We are inviting articles (between 4,000 and 6,000 words) and artist pages (number of pages to be agreed with the editors). The shared co-editorship of the issue between a performance scholar and a family of artists/scholars that collectively make up The Institute for the Art and Practice of Dissent at Home puts into practice the scholarly/artistic, adult/child collaborative focus of the issue. The Institute is Dr Gary Anderson (Liverpool Hope University, UK), Dr Lena Šimić (Edge Hill University, UK) and their children Neal (16), Gabriel (14), Sid (9) and James (3). Specifically, the children of The Institute will participate in the editorial selection of the ‘artist pages’ so we strongly encourage potential contributors for this section to carefully consider this specific audience of co-editors when submitting a proposal.
 
Schedule:
Proposals: 31 March 2017                       
First Drafts:  June 2017                 
Final Drafts: September 2017
Publication Date: January/February 2018
 
ALL proposals, submissions and general enquiries should be sent direct to:
[log in to unmask]
 
Issue-related enquiries should be directed to the Issue Editors:
Dr Adele Senior ([log in to unmask]) and Dr Gary Anderson of The Institute for the Art and Practice of Dissent at Home ([log in to unmask])
 
General guidelines for submissions:
 
•	Before submitting a proposal we encourage you to visit our website (www.performance-research.org) and familiarize yourself with the journal.

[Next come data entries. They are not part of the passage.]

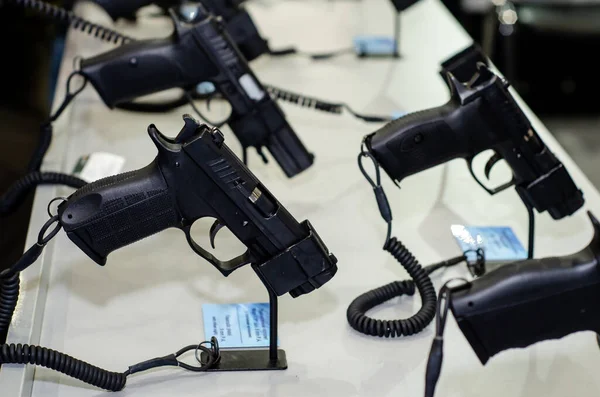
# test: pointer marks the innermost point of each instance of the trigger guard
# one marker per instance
(225, 267)
(490, 164)
(491, 191)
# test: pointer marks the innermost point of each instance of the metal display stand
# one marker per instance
(273, 359)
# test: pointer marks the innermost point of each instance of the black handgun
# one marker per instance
(127, 9)
(240, 25)
(195, 53)
(196, 175)
(480, 115)
(531, 301)
(401, 5)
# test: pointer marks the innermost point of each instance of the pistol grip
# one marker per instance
(116, 211)
(527, 302)
(419, 141)
(146, 67)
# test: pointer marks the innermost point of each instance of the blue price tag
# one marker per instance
(237, 325)
(499, 243)
(374, 45)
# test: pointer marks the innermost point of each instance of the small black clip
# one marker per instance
(477, 267)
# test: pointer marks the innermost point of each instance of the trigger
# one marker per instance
(214, 229)
(491, 163)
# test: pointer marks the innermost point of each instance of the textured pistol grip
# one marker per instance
(116, 211)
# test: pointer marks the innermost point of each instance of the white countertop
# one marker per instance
(147, 301)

•	Proposals will be accepted by e-mail (MS-Word or Rich Text Format (RTF)). Proposals should not exceed one A4 side.
•	Please include your surname in the file name of the document you send.
•	If you intend to send images electronically, please contact the Journal first to arrange the best means of doing so.
•	Submission of a proposal will be taken to imply that it presents original, unpublished work not under consideration for publication elsewhere.
•	If your proposal is accepted, you will be invited to submit an article in first draft by the deadline indicated above. On the final acceptance of a completed article you will be asked to sign an author agreement in order for your work to be published in Performance Research.